You are viewing a plain text version of this content. The canonical link for it is here.
Posted to solr-user@lucene.apache.org by Jamie Johnson <je...@gmail.com> on 2013/09/05 23:28:09 UTC

Solr Cell Question

Is it possible to configure solr cell to only extract and store the body of
a document when indexing?  I'm currently doing the following which I
thought would work

ModifiableSolrParams params = new ModifiableSolrParams();

 params.set("defaultField", "content");

 params.set("xpath", "/xhtml:html/xhtml:body/descendant::node()");

 ContentStreamUpdateRequest up = new ContentStreamUpdateRequest(
"/update/extract");

 up.setParams(params);

 FileStream f = new FileStream(new File(".."));

 up.addContentStream(f);

up.setAction(ACTION.COMMIT, true, true);

solrServer.request(up);


But the result of content is as follows

<arr name="content_mvtxt">
<str/>
<str>null</str>
<str>ISO-8859-1</str>
<str>text/plain; charset=ISO-8859-1</str>
<str>Just a little test</str>
</arr>


What I had hoped for was just

<arr name="content_mvtxt">
<str>Just a little test</str>
</arr>

Re: Solr Cell Question

Posted by Jamie Johnson <je...@gmail.com>.
Thanks Erick,  This is how I was doing it but when I saw the Solr Cell
stuff I figured I'd give it a go.  What I ended up doing is the following

ModifiableSolrParams params = indexer.index(artifact);

 params.add("fmap.content", "my_custom_field");

 params.add("extractFormat", "text");

 ContentStreamUpdateRequest up = new ContentStreamUpdateRequest(
"/update/extract");

 up.setParams(params);

 FileStream f = new FileStream(new File(""));

 up.addContentStream(f);


On Fri, Sep 6, 2013 at 9:54 AM, Erick Erickson <er...@gmail.com>wrote:

> It's always frustrating when someone replies with "Why not do it
> a completely different way?".  But I will anyway :).
>
> There's no requirement at all that you send things to Solr to make
> Solr Cel (aka Tika) do it's tricks.
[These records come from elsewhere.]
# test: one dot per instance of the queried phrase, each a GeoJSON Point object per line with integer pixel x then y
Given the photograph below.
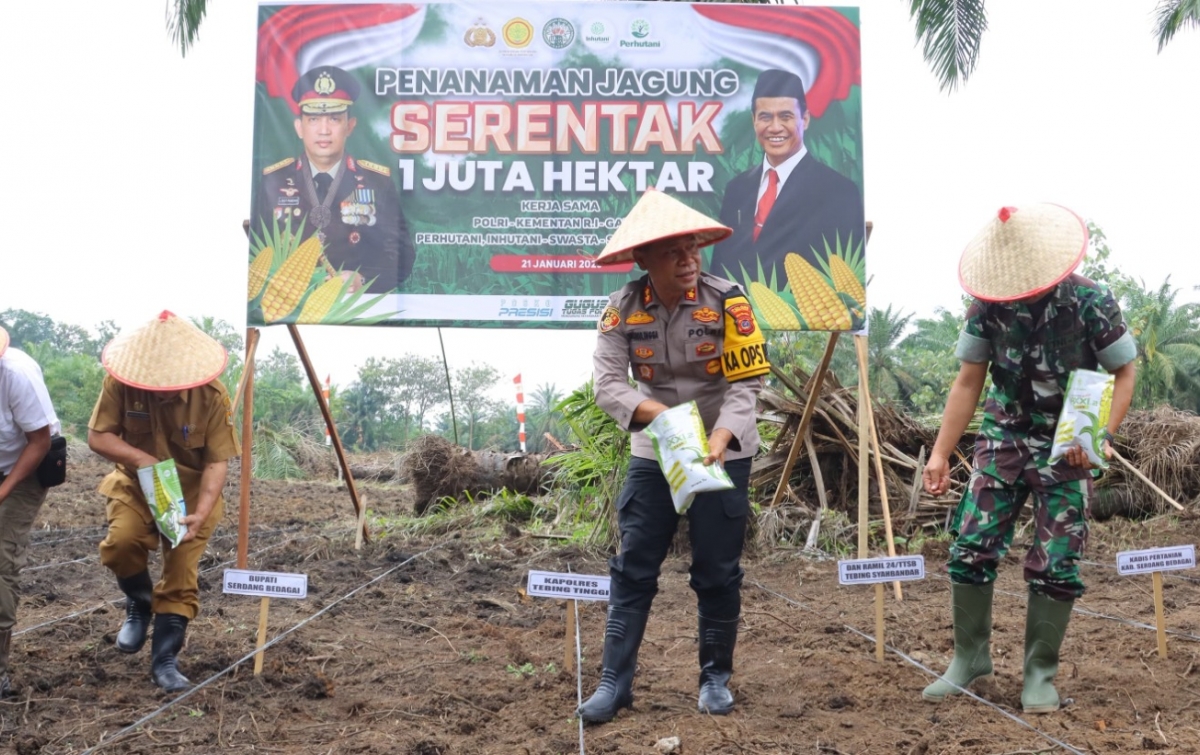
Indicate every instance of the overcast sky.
{"type": "Point", "coordinates": [127, 168]}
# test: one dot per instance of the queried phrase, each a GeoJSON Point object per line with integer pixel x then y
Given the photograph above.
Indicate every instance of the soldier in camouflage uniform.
{"type": "Point", "coordinates": [1032, 323]}
{"type": "Point", "coordinates": [685, 336]}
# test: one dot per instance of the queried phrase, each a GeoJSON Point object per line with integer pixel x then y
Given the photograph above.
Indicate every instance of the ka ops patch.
{"type": "Point", "coordinates": [745, 348]}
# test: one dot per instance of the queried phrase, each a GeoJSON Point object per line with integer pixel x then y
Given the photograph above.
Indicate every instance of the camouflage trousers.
{"type": "Point", "coordinates": [987, 517]}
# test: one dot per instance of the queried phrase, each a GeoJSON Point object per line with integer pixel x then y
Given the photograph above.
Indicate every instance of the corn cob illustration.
{"type": "Point", "coordinates": [774, 311]}
{"type": "Point", "coordinates": [258, 271]}
{"type": "Point", "coordinates": [287, 286]}
{"type": "Point", "coordinates": [819, 304]}
{"type": "Point", "coordinates": [845, 280]}
{"type": "Point", "coordinates": [321, 301]}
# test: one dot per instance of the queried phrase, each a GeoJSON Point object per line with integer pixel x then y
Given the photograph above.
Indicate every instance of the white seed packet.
{"type": "Point", "coordinates": [165, 495]}
{"type": "Point", "coordinates": [1085, 415]}
{"type": "Point", "coordinates": [681, 447]}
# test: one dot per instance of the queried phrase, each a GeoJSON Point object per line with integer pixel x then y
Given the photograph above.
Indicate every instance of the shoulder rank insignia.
{"type": "Point", "coordinates": [640, 318]}
{"type": "Point", "coordinates": [376, 167]}
{"type": "Point", "coordinates": [610, 318]}
{"type": "Point", "coordinates": [282, 163]}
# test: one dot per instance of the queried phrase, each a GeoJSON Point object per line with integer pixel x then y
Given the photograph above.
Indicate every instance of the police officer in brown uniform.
{"type": "Point", "coordinates": [687, 336]}
{"type": "Point", "coordinates": [352, 204]}
{"type": "Point", "coordinates": [161, 400]}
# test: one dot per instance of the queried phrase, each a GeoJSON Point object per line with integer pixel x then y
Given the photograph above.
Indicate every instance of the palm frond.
{"type": "Point", "coordinates": [951, 31]}
{"type": "Point", "coordinates": [184, 19]}
{"type": "Point", "coordinates": [1171, 16]}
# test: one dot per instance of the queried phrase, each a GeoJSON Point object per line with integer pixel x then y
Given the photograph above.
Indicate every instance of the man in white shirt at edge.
{"type": "Point", "coordinates": [27, 424]}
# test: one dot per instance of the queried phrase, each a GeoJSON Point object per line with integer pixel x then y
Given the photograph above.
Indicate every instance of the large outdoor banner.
{"type": "Point", "coordinates": [462, 163]}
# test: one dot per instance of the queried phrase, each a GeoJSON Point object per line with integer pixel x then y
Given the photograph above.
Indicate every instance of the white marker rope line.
{"type": "Point", "coordinates": [276, 639]}
{"type": "Point", "coordinates": [933, 673]}
{"type": "Point", "coordinates": [115, 600]}
{"type": "Point", "coordinates": [579, 672]}
{"type": "Point", "coordinates": [59, 563]}
{"type": "Point", "coordinates": [1091, 613]}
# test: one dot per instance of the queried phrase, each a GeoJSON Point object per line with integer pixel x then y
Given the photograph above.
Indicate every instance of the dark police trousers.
{"type": "Point", "coordinates": [717, 525]}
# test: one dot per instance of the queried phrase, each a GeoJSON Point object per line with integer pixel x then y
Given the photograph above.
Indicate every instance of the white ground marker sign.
{"type": "Point", "coordinates": [264, 585]}
{"type": "Point", "coordinates": [1156, 561]}
{"type": "Point", "coordinates": [876, 571]}
{"type": "Point", "coordinates": [569, 587]}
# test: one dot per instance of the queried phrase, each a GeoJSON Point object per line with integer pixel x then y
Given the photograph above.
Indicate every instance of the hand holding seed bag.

Since you're already in SolrJ
> anyway, why not just parse on the client? This has the advantage
> of allowing you to offload the Tika processing from Solr which can
> be quite expensive. You can use the same Tika jars that come
> with Solr or download whatever version from the Tika project
> you want. That way, you can exercise much better control over
> what's done.
>
> Here's a skeletal program with indexing from a DB mixed in, but
> it shouldn't be hard at all to pull the DB parts out.
>
> http://searchhub.org/dev/2012/02/14/indexing-with-solrj/
>
> FWIW,
> Erick
>
>
> On Thu, Sep 5, 2013 at 5:28 PM, Jamie Johnson <je...@gmail.com> wrote:
>
> > Is it possible to configure solr cell to only extract and store the body
> of
> > a document when indexing?  I'm currently doing the following which I
> > thought would work
> >
> > ModifiableSolrParams params = new ModifiableSolrParams();
> >
> >  params.set("defaultField", "content");
> >
> >  params.set("xpath", "/xhtml:html/xhtml:body/descendant::node()");
> >
> >  ContentStreamUpdateRequest up = new ContentStreamUpdateRequest(
> > "/update/extract");
> >
> >  up.setParams(params);
> >
> >  FileStream f = new FileStream(new File(".."));
> >
> >  up.addContentStream(f);
> >
> > up.setAction(ACTION.COMMIT, true, true);
> >
> > solrServer.request(up);
> >
> >
> > But the result of content is as follows
> >
> > <arr name="content_mvtxt">
> > <str/>
> > <str>null</str>
> > <str>ISO-8859-1</str>
> > <str>text/plain; charset=ISO-8859-1</str>
> > <str>Just a little test</str>
> > </arr>
> >
> >
> > What I had hoped for was just
> >
> > <arr name="content_mvtxt">
> > <str>Just a little test</str>
> > </arr>
> >
>

Re: Solr Cell Question

Posted by Erick Erickson <er...@gmail.com>.
It's always frustrating when someone replies with "Why not do it
a completely different way?".  But I will anyway :).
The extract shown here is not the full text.